Tech doesn’t have to be expensive. Last September I loaded my steel Wilier Jaroon gravel bike with bedding, spares and sweet treats, boarded a ferry from Southampton to Bilbao, then set off across the pre-Pyrenees to Barcelona. To find my way, I relied on nothing more than the navigation on my Garmin Edge 530’s 2.6inch (66mm) screen. No paper maps, no phone - I was concerned about battery life - and no fellow travellers who knew the way. Just me and my little Edge 530.
It performed flawlessly. Not only did I make it to Barcelona without once getting lost, I then caught a second ferry to Palma, Mallorca, crossed the island and spent a week touring the magnificent Serra de Tramuntana mountain range. Again, the little Edge 530 worked a treat.
The Edge is almost as feature-rich as its bigger, more expensive siblings, such as the Edge 1040 Solar and Edge 1050. I used it for navigation, tracking my heart rate and to display approaching cars located by my Garmin Varia RTL515 Radar. I didn’t use a power meter, but if you do, the Edge 530 will be able to relay figures from that too. In fact, it can crunch a seemingly endless amount of data, returning almost every kind of cycling metric you can imagine.

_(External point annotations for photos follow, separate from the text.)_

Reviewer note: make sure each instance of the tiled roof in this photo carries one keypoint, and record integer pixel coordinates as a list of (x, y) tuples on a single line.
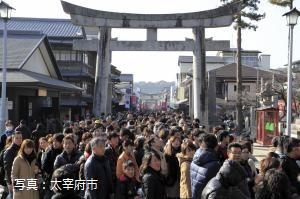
[(34, 79), (126, 77), (209, 59), (19, 47), (53, 28)]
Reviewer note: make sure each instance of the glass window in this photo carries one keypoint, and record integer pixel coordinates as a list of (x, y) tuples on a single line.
[(246, 88), (73, 55)]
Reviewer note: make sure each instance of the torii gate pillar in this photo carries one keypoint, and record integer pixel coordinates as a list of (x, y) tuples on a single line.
[(102, 71), (199, 75)]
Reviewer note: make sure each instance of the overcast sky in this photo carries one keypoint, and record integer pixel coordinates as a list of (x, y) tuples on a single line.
[(270, 37)]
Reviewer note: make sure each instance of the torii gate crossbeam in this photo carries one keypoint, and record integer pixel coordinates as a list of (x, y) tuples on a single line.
[(198, 21)]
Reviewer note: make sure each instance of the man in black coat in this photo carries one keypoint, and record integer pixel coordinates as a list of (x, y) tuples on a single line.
[(47, 162), (9, 156), (70, 154), (226, 184), (111, 152), (26, 134), (97, 169)]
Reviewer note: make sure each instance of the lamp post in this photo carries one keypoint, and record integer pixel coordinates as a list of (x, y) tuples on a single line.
[(291, 18), (5, 13)]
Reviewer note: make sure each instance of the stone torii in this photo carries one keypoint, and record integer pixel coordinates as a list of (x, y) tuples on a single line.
[(105, 21)]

Why is it so cheap? Firstly, it’s equipped with big, chunky buttons rather than a touchscreen, but I don’t regard that as a disadvantage at all. In fact, it can be advantageous when wearing full-finger gloves.
Secondly, although it’s still being sold by Garmin and other retailers, strictly speaking, it has been superseded by Edge 540, which now has multiband GNSS, free-style ClimbPro mode and slightly improved battery life. All nice-to-have features, but none are critical and they add significantly to the price.
The Edge 530 was accurate enough to take me across Spain, it does have ClimbPro while navigating a course, and the battery life is already more than sufficient. The Edge 530 is also much lighter than the Edge 1040 and 1050, a fact not lost on climbers and weight weenies.
While the Edge 530 and 540 have quite small screens, many riders are fine with this. After all, who wants to ride with a computer the size of a small brick on their bars?